DRMacIver's Notebook
Disingenuous Advice
Disingenuous Advice
I’m a big fan of giving advice. You should give more advice. Appropriately and effectively, but helping people is good and advice, done well, is one of the easiest ways to help people.
But a thing I’ve been noticing for a while is that a lot of advice isn’t really designed to help people. It’s designed to discharge your responsibility, real or imagined, for helping them, in a way that makes having the problem their problem rather than yours.
The characteristic features of this sort of disingenuous advice are:
- It’s not exactly bad advice. It’s important that it could, in theory, solve the problem.
- It tends to be quite one-size-fits-all. It shows very little engagement with the actual problem - if you were going to put in enough effort to tailor your advice, you’d probably make at least some effort to give reasonable advice.
- It tends to be quite simple, so as to make it seem easy. It’s the sort of thing that you could very naturally use the word “just” in.
- It seems to encourage closing off further conversation until you’ve tried to follow the advice. Reasons why the advice won’t work sound like excuses.
- It is, in fact, very hard to follow this advice and even following the advice isn’t guaranteed to work.
The prompt for me to start noticing this pattern is how often “go to therapy” is this. Therapy is a perfectly valuable tool that, if you can afford it, can help with many categories of emotional problems. It also tends to be suggested very blindly, for large categories of problems that it’s not especially suited for, and to people who are probably not well set up to benefit from it (e.g. because they can’t afford it, or because the real problem is that their life sucks in very tangible ways and their negative emotions mostly stem from that). But by suggesting going to therapy you make it very clear that their problems aren’t yours, you’ve suggested a solution now, they should go make it a therapist’s problem.
“Learn to code” as a response to career problems is another common one. It’s not necessarily bad advice - software is a pretty good career option for some people.

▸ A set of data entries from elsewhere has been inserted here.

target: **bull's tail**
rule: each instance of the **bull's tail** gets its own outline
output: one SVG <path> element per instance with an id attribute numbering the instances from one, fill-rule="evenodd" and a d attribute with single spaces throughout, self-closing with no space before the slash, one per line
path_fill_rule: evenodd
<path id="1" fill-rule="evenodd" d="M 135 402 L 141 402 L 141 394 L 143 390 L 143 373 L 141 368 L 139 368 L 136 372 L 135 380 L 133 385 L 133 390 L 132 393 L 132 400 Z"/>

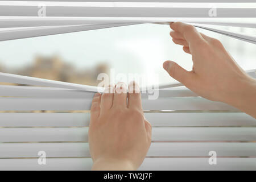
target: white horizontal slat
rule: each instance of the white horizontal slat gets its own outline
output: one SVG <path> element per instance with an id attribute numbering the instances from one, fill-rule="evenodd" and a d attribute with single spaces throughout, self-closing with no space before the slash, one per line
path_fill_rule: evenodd
<path id="1" fill-rule="evenodd" d="M 210 165 L 205 158 L 146 159 L 141 170 L 256 170 L 256 158 L 217 158 Z"/>
<path id="2" fill-rule="evenodd" d="M 217 158 L 210 165 L 205 158 L 146 158 L 139 170 L 256 170 L 256 158 Z M 0 170 L 90 170 L 91 159 L 0 159 Z"/>
<path id="3" fill-rule="evenodd" d="M 87 142 L 88 127 L 0 128 L 0 142 Z M 256 127 L 153 127 L 152 141 L 254 141 Z"/>
<path id="4" fill-rule="evenodd" d="M 0 127 L 89 126 L 90 113 L 0 113 Z"/>
<path id="5" fill-rule="evenodd" d="M 0 110 L 87 110 L 90 109 L 92 98 L 0 98 Z M 145 110 L 238 110 L 226 104 L 201 97 L 168 97 L 157 100 L 143 98 Z"/>
<path id="6" fill-rule="evenodd" d="M 0 96 L 28 97 L 38 98 L 92 98 L 95 92 L 76 90 L 49 87 L 0 85 Z M 171 88 L 156 90 L 159 97 L 196 97 L 196 94 L 183 87 Z M 148 92 L 142 93 L 142 97 L 146 98 Z"/>
<path id="7" fill-rule="evenodd" d="M 11 19 L 0 19 L 0 28 L 11 28 L 11 27 L 41 27 L 41 26 L 71 26 L 71 25 L 81 25 L 81 24 L 113 24 L 113 23 L 129 23 L 133 24 L 135 23 L 142 22 L 141 20 L 109 20 L 109 19 L 79 19 L 77 18 L 56 18 L 52 17 L 47 17 L 46 19 L 43 16 L 38 17 L 36 19 L 35 18 L 15 18 Z M 144 23 L 150 23 L 151 21 L 143 20 Z M 233 26 L 239 27 L 247 27 L 247 28 L 256 28 L 256 23 L 223 23 L 223 22 L 188 22 L 184 21 L 187 23 L 200 23 L 202 24 L 213 24 L 220 25 L 225 26 Z M 160 23 L 163 24 L 163 23 Z M 169 22 L 166 22 L 166 24 L 169 24 Z"/>
<path id="8" fill-rule="evenodd" d="M 243 113 L 145 113 L 152 126 L 256 126 L 256 119 Z"/>
<path id="9" fill-rule="evenodd" d="M 13 0 L 5 0 L 11 1 Z M 73 0 L 16 0 L 16 1 L 63 1 Z M 76 2 L 92 2 L 92 0 L 75 0 Z M 254 0 L 94 0 L 94 2 L 254 2 Z"/>
<path id="10" fill-rule="evenodd" d="M 61 6 L 61 5 L 59 6 Z M 210 7 L 134 7 L 47 6 L 47 16 L 209 17 Z M 253 8 L 218 8 L 218 18 L 256 17 Z M 0 16 L 38 16 L 38 5 L 0 6 Z"/>
<path id="11" fill-rule="evenodd" d="M 88 143 L 0 143 L 0 158 L 38 158 L 44 151 L 47 158 L 90 158 Z M 256 143 L 174 142 L 151 143 L 147 156 L 208 156 L 214 151 L 218 156 L 256 156 Z"/>
<path id="12" fill-rule="evenodd" d="M 256 126 L 243 113 L 146 113 L 152 126 Z M 90 113 L 0 113 L 0 127 L 89 126 Z"/>
<path id="13" fill-rule="evenodd" d="M 1 6 L 0 6 L 1 9 Z M 40 36 L 66 34 L 74 32 L 120 27 L 133 24 L 116 23 L 105 24 L 85 24 L 67 26 L 48 26 L 27 28 L 15 28 L 11 31 L 0 31 L 0 41 L 32 38 Z"/>
<path id="14" fill-rule="evenodd" d="M 97 86 L 72 84 L 6 73 L 0 73 L 0 80 L 1 80 L 1 82 L 9 83 L 56 87 L 59 88 L 86 90 L 89 92 L 97 92 L 100 90 L 98 89 L 100 89 Z"/>
<path id="15" fill-rule="evenodd" d="M 38 98 L 92 98 L 95 92 L 51 87 L 0 85 L 0 96 Z"/>
<path id="16" fill-rule="evenodd" d="M 5 0 L 11 1 L 13 0 Z M 61 1 L 73 0 L 16 0 L 15 1 Z M 92 2 L 92 0 L 75 0 L 76 2 Z M 254 0 L 94 0 L 94 2 L 254 2 Z"/>
<path id="17" fill-rule="evenodd" d="M 255 9 L 255 13 L 256 13 L 256 9 Z M 217 32 L 217 33 L 221 34 L 222 34 L 224 35 L 226 35 L 226 36 L 230 36 L 230 37 L 232 37 L 233 38 L 238 39 L 239 40 L 250 42 L 252 44 L 256 44 L 256 37 L 253 36 L 248 36 L 246 35 L 237 34 L 237 33 L 232 32 L 230 31 L 220 30 L 217 30 L 216 28 L 211 28 L 206 27 L 204 27 L 204 26 L 195 26 L 196 27 L 198 27 L 198 28 L 205 29 L 207 30 L 210 30 L 210 31 L 213 31 L 214 32 Z"/>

But it’s not a catch all solution to career problems - not everyone is actually well suited to work in software, retraining is hard, getting your first software job is hard, and there may be many better lateral transfers for most people that actually get to use their current experience.Also not all jobs can be software jobs you do actually have to move atoms as well as bits.
Another example that came up on discord recently was students having to ask permission to go to the bathroom in class, and how bad this is (especially given that it can be refused). The advice “you should have gone to the bathroom between classes” absolves your responsibility to them by making it the student’s fault for their lack of forethought.
All of these very effectively discharge your responsibility without being in any way helpful. They are, at best, checklist advice, without any suggestion that you’re willing to do the rest of the checklist or, heaven forbid, actually offer real advice once the checklist is completed.
Now, often it’s perfectly reasonable not to want their problem to be yours. If it’s some stranger on the internet asking you to feel bad for them and care about their problems then… I don’t know, I probably think you should feel bad for them. Certainly it’s not fard, but it might be mustahabb.I got the Islamic tiers of moral obligation from some random Tumblr post that no longer seems to exist on the internet but it’s very useful and somewhat better grain than most of the equivalent English words. The point I’m making here is that this is a morally good act that you are not required to do. But this is hard, and most people don’t want to do it. What they do want, however, is to feel good about themselves, so giving a plausible appearance of caring is helpful. Or, even better, being able to credibly suggest that in fact the speaker is bad for having this problem and it’s their fault for not having solved it already, thus not only discharging your obligations but making it clear that you didn’t have any obligations to discharge in the first place.
This is particularly bad behaviour when you’re not in the “strangers on the internet” scenario and it’s someone who you do have some sort of responsibility to - a personal relationship, one of your reports at work, a student of yours, etc. There it is not just a disavowal of responsibility that you don’t want to have, it’s a refusal to accept the responsibility that you do have.
Even when you don’t have any responsibility to the person, I do think it is your responsibility not to give this sort of disingenuous advice. As well as being dishonest, the sheer ubiquity of this behaviour is a failure of collective responsibility, and while you might have no individual responsibility to the advice recipient, I do think you have an individual responsibility not to make these collective problems worse.